Type 3 or undifferentiated NPC constitutes the bulk of the tumors seen in patients with NPC, and it is also what I had/have. My take is that this is in fact a SCC less/un differentiated.

phrannie51's picture
phrannie51
Posts: 3598
Joined: Mar 2012

now I'm all confused.  I went to that site Pat.....and then I got scared I'd read something that would keep awake at night, so only read 3 sentences.   My ENT never said anything but "nasopharyngeal carcinoma"......no differentiated, or non-differentiated....just squamous cell....

corleone's picture
corleone
Posts: 144
Joined: Jul 2012

The treatment is the same, regardless of the histological type, so I don’t think knowing that would help. Usually they say: the more undifferentiated, the more aggressive, but more importantly, more sensitive to treatment. I can say that in my case, that seemed to be true, because it was extremely sensitive to cisplatin (to the point that when I felt the node in my neck shrinking by ~30-40% the next day after the first infusion – only 3 radiation sessions at that point, so that could not have been the explanation - I was scared I would experience tumor lysis syndrome. Of course, that was not the case).

baileybell
Posts: 7
Joined: Sep 2011

Stay off the internet P...you know the drill:)

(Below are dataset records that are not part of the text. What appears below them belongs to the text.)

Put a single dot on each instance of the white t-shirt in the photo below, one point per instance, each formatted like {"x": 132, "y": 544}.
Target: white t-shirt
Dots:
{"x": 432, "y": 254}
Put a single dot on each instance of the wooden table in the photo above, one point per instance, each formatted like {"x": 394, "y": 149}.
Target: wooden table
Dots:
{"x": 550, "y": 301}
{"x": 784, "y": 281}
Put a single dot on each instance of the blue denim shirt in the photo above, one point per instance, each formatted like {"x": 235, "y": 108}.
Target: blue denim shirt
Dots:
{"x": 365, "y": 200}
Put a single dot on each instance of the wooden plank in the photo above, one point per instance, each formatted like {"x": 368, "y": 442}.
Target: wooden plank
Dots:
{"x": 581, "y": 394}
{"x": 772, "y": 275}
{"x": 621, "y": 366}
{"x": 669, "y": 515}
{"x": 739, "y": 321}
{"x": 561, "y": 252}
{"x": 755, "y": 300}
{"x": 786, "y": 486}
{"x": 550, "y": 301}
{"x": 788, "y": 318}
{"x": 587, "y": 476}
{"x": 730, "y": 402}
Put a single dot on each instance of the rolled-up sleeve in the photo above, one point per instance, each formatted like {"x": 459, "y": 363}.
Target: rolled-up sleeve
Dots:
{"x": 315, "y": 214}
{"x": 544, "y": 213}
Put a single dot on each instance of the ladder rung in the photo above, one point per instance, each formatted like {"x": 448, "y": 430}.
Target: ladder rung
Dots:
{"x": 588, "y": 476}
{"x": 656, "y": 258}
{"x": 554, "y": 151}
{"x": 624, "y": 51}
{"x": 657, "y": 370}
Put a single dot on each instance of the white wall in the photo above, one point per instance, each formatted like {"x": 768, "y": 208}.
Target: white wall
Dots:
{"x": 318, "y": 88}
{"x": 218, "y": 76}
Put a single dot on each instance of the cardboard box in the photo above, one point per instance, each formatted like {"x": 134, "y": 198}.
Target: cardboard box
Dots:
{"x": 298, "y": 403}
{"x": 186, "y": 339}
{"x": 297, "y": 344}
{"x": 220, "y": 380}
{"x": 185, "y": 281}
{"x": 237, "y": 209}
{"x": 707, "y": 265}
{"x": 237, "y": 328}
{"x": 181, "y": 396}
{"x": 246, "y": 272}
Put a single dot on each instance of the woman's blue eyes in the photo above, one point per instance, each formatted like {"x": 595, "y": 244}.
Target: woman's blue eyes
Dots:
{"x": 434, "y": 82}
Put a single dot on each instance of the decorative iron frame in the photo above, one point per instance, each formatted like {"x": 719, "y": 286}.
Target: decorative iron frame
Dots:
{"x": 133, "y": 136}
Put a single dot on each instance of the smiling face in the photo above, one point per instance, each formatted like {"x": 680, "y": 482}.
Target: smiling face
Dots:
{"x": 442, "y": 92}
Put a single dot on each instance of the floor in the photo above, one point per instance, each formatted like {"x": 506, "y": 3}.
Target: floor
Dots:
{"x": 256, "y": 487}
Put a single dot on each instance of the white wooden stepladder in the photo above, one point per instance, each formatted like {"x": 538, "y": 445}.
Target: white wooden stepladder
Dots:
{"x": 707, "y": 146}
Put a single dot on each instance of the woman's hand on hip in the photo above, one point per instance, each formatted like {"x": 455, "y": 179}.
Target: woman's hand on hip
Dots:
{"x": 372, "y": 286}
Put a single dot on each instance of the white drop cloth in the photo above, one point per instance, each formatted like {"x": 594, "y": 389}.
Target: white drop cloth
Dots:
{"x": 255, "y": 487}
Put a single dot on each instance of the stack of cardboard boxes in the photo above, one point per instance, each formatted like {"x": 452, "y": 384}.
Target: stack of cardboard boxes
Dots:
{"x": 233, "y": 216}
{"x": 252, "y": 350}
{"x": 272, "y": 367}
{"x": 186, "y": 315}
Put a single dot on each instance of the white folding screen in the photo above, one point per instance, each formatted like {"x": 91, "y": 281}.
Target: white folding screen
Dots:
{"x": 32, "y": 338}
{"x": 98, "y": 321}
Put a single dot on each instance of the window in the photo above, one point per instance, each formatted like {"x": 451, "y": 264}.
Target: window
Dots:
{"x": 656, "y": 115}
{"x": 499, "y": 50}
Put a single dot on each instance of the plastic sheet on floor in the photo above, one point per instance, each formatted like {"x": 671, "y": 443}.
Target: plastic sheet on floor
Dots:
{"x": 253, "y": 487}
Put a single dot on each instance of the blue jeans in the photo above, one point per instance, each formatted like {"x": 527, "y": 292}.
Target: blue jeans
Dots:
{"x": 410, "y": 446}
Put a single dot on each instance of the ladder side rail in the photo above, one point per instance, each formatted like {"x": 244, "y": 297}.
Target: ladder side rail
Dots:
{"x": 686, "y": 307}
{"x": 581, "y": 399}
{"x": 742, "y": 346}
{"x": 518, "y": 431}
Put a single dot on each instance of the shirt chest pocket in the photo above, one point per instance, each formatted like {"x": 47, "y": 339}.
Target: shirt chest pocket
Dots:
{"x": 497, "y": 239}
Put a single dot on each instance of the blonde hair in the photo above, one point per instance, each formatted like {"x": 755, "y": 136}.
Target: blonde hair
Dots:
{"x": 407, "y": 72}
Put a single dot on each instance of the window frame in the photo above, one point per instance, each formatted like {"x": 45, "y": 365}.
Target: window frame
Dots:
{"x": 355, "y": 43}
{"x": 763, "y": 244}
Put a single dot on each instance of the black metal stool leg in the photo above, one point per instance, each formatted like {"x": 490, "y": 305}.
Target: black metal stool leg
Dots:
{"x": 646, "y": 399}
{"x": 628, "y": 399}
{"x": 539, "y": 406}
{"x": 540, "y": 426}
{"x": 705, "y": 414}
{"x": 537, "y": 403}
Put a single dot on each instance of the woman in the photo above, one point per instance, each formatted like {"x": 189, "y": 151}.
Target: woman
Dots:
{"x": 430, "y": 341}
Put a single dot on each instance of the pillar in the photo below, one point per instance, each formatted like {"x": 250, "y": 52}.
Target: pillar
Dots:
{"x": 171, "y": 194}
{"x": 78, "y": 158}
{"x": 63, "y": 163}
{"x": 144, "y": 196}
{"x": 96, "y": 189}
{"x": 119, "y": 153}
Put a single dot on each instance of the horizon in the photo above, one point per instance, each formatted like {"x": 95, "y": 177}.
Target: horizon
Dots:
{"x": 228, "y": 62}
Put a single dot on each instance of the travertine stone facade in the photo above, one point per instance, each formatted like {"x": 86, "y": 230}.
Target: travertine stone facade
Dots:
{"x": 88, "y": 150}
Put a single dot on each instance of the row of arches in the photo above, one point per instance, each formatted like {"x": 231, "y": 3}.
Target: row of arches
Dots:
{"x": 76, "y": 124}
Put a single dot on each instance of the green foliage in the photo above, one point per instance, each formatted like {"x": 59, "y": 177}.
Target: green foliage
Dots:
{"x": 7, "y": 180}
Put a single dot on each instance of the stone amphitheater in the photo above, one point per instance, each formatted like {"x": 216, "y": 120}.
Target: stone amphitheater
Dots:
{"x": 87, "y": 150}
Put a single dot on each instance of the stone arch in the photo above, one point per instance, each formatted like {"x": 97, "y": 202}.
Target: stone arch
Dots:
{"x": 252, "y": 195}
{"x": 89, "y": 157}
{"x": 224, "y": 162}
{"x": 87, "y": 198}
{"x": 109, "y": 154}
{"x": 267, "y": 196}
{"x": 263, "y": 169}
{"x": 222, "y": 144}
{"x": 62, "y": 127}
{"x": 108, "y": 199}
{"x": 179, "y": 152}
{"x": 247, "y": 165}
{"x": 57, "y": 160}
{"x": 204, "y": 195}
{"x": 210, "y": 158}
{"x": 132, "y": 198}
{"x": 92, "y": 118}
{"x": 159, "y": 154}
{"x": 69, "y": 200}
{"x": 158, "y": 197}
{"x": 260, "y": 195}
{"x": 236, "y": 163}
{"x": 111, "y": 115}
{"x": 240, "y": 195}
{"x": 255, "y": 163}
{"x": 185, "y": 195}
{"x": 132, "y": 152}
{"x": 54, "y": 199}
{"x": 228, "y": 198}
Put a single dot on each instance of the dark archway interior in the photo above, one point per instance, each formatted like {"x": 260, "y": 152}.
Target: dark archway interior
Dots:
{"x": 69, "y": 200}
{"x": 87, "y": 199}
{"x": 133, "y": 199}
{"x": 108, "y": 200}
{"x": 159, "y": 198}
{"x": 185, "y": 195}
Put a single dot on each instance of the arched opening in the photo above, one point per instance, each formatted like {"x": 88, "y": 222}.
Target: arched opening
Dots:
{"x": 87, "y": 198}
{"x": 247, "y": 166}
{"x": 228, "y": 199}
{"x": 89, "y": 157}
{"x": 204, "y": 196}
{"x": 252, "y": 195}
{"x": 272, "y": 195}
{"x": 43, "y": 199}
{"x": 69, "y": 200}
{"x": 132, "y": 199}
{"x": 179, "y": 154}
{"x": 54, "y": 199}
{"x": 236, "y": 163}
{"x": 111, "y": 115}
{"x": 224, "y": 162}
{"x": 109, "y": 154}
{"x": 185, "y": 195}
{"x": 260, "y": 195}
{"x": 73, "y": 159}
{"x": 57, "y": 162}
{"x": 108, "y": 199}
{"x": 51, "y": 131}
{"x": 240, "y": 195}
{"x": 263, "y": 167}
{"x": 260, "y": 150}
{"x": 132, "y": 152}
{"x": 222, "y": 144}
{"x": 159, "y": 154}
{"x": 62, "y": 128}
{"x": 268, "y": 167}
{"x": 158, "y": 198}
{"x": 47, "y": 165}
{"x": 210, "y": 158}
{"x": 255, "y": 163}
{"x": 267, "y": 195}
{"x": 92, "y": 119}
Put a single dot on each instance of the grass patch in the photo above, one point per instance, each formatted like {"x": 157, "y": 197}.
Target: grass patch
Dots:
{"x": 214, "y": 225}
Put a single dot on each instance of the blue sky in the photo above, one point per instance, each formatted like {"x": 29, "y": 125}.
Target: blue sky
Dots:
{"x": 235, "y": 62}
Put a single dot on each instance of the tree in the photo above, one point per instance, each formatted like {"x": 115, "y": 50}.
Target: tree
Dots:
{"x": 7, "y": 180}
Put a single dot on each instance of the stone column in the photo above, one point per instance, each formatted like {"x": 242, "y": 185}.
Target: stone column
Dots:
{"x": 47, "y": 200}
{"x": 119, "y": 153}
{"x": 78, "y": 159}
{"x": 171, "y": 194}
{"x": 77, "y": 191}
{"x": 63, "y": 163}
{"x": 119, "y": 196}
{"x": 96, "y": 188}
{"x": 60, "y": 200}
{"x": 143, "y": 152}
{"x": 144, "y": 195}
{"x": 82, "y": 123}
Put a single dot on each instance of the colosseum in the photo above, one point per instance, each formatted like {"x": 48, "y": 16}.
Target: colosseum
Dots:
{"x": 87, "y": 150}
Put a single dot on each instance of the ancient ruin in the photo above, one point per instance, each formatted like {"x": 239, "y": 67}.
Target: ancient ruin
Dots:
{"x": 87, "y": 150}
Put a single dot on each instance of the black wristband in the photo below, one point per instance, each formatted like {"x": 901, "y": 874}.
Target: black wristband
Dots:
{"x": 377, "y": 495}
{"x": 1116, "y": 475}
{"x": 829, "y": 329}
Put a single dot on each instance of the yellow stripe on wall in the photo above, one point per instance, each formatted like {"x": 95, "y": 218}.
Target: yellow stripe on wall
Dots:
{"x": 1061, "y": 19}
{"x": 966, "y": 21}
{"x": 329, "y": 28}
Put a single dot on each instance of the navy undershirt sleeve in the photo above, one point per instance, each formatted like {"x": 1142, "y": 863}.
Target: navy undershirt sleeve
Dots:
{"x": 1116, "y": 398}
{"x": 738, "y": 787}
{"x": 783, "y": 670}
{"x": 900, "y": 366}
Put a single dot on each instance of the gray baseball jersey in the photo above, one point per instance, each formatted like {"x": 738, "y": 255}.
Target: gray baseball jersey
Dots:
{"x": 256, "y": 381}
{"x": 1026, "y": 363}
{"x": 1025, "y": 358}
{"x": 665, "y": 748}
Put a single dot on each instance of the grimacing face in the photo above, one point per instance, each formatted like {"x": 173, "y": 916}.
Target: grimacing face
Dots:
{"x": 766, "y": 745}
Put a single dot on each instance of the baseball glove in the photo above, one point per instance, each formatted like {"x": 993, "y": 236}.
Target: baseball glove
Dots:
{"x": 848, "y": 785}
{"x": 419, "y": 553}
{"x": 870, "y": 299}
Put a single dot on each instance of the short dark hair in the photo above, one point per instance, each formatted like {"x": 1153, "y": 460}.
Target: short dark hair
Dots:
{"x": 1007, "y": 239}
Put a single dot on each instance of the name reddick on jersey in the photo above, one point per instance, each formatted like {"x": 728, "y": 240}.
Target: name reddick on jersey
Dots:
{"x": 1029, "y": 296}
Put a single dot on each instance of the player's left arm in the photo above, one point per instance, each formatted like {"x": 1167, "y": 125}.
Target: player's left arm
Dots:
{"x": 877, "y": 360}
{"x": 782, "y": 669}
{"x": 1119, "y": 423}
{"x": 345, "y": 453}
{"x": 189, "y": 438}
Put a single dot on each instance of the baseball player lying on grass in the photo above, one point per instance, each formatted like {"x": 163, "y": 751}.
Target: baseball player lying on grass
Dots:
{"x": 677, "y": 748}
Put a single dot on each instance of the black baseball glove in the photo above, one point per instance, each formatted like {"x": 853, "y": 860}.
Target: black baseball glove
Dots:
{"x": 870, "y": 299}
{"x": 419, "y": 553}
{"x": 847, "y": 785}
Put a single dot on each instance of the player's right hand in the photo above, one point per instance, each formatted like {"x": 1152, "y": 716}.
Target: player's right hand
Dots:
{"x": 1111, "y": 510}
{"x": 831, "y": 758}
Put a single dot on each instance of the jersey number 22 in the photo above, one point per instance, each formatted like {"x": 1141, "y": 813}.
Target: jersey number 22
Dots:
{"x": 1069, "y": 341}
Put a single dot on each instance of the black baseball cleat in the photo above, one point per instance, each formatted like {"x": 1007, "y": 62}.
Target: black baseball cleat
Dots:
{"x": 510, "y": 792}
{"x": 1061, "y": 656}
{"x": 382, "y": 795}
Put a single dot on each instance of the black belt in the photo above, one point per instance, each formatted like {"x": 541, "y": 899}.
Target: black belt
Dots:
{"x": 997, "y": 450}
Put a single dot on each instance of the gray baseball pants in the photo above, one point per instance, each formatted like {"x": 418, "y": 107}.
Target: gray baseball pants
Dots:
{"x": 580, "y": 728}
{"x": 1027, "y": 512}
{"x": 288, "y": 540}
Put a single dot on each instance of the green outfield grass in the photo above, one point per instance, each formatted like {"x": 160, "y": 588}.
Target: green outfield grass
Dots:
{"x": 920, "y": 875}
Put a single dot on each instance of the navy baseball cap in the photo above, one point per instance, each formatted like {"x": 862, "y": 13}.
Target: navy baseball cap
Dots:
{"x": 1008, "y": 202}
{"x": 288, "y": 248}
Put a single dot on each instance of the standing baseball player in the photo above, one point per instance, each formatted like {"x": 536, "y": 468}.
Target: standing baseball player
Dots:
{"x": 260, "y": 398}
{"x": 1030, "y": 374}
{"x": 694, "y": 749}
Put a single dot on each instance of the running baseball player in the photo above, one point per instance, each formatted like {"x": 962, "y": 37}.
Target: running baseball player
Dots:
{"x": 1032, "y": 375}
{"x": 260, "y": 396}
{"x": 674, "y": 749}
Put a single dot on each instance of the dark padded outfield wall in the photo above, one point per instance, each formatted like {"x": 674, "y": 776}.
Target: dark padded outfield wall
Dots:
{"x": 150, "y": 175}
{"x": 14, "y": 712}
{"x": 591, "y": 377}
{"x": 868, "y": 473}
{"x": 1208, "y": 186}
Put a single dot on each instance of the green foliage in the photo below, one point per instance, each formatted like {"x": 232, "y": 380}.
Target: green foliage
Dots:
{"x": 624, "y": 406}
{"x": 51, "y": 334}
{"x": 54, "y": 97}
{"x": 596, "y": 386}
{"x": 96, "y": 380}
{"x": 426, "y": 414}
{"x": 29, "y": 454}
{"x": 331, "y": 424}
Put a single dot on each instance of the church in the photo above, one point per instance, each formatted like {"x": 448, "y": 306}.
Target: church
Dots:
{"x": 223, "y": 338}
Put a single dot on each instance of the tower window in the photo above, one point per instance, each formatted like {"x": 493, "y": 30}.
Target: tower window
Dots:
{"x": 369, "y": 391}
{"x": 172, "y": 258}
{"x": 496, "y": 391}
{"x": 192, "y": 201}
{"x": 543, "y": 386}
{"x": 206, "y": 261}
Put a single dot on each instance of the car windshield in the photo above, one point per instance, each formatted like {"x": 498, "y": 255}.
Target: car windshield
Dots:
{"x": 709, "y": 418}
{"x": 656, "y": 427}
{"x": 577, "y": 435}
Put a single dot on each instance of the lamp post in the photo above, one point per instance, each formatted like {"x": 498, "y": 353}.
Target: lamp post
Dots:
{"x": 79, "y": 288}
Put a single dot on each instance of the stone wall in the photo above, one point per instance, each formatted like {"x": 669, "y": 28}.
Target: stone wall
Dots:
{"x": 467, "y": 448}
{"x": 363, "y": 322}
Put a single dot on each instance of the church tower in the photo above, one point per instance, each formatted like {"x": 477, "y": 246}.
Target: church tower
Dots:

longtermsurvivor's picture
longtermsurvivor
Posts: 1755
Joined: Mar 2010

as what's been injected here will cause nothing but confusion.  I will PM you, because there is no benefit in continuing this thread that I can see.

 

best to all of you

 

 

Pat

KarenNYC
Posts: 11
Joined: May 2013

I know my husband will be getting platium this time an infusion with something else I think they will do more radiation but not sure if it will be radiothreapy/gammaknife here is a link to the radiotherapy he had done http://southnassau.org/radiosurgery/perfexion.html this is also the hospital we have been going too.   First time he was treated back in 2009 the treatment went well and the tumor shrunk and was no longer there.  Should he be tested for the EBV I'm not sure that he has been.